Enhanced Population Estimation beyond Counts: Modelling Age Patterns

Noée Szarka


Fine-scale population distribution and demographic knowledge are essential to support efficient urban monitoring, planning and decision making (Wu et al., 2020). In particular, urban areas face many future challenges concerning rapidly growing and ageing societies. Recent studies have extensively disaggregated population counts, while information on demographic measures including age have remained unattended with a few exceptions (i.e. Alegana et al., 2015). This research has an exploratory nature and focuses on disaggregation in a highly urban area, where established methods often reach their limits due to the surface’s and buildings’ structure (Bakillah et al., 2014; Biljecki et al., 2016). The novelty of this approach is twofold: first, we aim to estimate demographic patterns by point features only (real estate data including meta-information and POI) using machine learning algorithms, and second, we intend to predict not only population counts, but also average age and the proportion of the elderly (65 years and older) per area.

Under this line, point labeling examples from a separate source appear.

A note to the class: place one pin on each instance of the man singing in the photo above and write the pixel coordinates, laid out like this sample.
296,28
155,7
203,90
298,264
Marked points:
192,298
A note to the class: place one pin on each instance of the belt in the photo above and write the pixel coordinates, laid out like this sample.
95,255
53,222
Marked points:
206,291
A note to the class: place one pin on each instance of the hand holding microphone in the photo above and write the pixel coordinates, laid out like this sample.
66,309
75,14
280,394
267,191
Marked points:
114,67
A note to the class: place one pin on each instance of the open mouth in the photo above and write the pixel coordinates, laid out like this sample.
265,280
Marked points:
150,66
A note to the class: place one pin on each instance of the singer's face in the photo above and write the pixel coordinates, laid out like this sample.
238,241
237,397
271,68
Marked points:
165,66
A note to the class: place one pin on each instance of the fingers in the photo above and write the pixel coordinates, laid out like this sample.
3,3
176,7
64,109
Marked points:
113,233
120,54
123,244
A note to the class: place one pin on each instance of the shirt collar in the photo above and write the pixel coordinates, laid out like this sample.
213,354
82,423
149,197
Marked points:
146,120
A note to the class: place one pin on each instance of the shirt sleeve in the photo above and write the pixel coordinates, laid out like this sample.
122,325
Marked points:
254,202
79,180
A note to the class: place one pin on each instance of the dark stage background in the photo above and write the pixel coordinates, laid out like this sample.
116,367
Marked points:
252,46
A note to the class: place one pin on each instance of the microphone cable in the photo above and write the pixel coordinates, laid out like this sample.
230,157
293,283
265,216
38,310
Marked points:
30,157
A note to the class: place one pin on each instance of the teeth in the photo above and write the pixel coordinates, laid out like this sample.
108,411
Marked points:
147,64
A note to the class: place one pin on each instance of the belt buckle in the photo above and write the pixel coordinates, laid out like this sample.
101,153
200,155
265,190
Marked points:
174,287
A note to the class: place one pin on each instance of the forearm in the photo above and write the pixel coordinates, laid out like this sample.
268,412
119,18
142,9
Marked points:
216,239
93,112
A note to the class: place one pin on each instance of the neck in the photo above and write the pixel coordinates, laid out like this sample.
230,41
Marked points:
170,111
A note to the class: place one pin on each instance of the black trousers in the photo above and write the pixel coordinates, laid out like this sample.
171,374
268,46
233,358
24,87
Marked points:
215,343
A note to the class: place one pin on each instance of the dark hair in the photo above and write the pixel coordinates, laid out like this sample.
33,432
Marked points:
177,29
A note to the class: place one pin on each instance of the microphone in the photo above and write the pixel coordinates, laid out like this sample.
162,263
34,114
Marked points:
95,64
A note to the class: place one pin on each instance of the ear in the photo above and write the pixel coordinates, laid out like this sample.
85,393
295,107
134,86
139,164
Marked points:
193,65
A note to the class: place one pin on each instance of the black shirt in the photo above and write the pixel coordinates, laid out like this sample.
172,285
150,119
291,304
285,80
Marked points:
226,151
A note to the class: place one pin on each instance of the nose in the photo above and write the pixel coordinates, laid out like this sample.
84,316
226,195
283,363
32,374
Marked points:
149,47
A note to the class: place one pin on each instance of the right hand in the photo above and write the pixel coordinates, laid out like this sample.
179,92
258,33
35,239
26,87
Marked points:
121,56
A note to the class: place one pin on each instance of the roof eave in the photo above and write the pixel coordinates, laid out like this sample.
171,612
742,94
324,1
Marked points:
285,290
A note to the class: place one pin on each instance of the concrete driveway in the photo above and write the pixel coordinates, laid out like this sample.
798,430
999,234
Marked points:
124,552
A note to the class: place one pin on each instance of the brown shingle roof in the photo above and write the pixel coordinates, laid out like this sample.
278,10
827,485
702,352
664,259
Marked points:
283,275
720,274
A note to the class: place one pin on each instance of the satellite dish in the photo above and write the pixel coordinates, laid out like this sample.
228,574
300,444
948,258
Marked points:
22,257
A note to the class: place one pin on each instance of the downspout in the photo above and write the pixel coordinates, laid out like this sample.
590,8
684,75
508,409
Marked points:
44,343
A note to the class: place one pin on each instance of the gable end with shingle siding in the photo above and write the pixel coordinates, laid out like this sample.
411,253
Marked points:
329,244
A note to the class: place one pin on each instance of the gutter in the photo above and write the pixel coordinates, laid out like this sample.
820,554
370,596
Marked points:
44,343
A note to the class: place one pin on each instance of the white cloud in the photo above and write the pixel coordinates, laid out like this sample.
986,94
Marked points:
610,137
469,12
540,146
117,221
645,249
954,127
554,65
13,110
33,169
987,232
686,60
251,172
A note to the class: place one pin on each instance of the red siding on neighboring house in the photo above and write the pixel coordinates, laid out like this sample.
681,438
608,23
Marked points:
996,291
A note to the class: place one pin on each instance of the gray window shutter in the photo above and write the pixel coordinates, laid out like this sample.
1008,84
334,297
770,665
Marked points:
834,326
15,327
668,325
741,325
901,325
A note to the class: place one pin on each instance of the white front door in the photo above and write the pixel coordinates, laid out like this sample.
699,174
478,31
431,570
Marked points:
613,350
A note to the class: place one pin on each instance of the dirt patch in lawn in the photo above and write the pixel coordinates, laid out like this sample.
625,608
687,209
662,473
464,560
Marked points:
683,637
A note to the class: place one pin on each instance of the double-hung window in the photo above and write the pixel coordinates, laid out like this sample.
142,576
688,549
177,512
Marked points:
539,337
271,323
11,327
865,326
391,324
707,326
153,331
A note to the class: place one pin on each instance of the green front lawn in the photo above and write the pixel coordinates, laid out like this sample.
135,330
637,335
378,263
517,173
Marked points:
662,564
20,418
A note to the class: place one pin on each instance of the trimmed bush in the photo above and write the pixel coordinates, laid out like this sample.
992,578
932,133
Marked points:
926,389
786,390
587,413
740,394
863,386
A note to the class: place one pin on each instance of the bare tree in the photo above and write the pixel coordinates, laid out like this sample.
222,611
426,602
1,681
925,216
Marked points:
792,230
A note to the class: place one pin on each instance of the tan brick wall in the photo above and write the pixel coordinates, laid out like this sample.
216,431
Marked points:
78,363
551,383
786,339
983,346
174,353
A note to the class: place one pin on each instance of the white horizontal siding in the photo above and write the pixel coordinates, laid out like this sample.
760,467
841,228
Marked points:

The study area enfolds the so-called HDB (Housing & Development Board) Towns and Estates in the city-state Singapore in Southeast Asia. The census data has been transformed to retrieve the relevant numbers (i.e. age groups, average age). Data on environmental amenities (POI) and real estate was available from different governmental agencies and needed to be geocoded via Google Geocode API in R, if no spatial reference was given. These files could be then intersected by administrative boundaries.

Fig. 1 (left). Research Planning Areas (thick lines) including their Subzones (thin lines) in Singapore, which are part of HDB Towns. The yellow areas are part of the training group, while the turquoise zones are the target areas (estimations).

Fig. 2 (right). HDB population counts of Subzones within their respective Planning Areas for the training dataset.

The regression models have been developed in R Studio with the caret (Classification and Regression Training) package, namely Random Forest (RF, based on decision trees), Support Vector Machines (SVM, based on hyperplanes and support vectors) and Linear Regression (LM) (Kuhn, 2019). The models have been validated (pre-testing), tuned and tested (testing). By comparing the outcomes, the two best performing models for each prediction have been identified for the final estimations of population counts, average age and elderly proportion.

Fig. 3 (left). Flowchart of the method and the employed datasets.

Table 1 (right). An overview of the predictors and their overall counts/average values. HDB (real estate) variables are highlighted in green, POI in blue. The left column contains the predictors for population counts, the right column for age estimations (average age and elderly proportion).

Results and Discussion

Compared to previous studies in estimating population counts by ML-methods, we derived an eminently high R-squared value (97.6%) and a convincing MAPE (15.7%). Moreover, the correlation coefficient (98.8%) indicates a nearly perfect linear relationship between our estimations and the observed values.

Fig. 4. Observed vs. Predicted and Predicted vs. Predicted (Models) scatterplots for population counts.

In contrast to population disaggregation, we have broken new ground by estimating average age and elderly proportions. The R-squared values are still significant (71.9% elderly proportion, and 76,8% average age), with correlation coefficients revealing a strong relationship between our predicted and observed numbers (84.8% elderly proportion, and 87.7% average age).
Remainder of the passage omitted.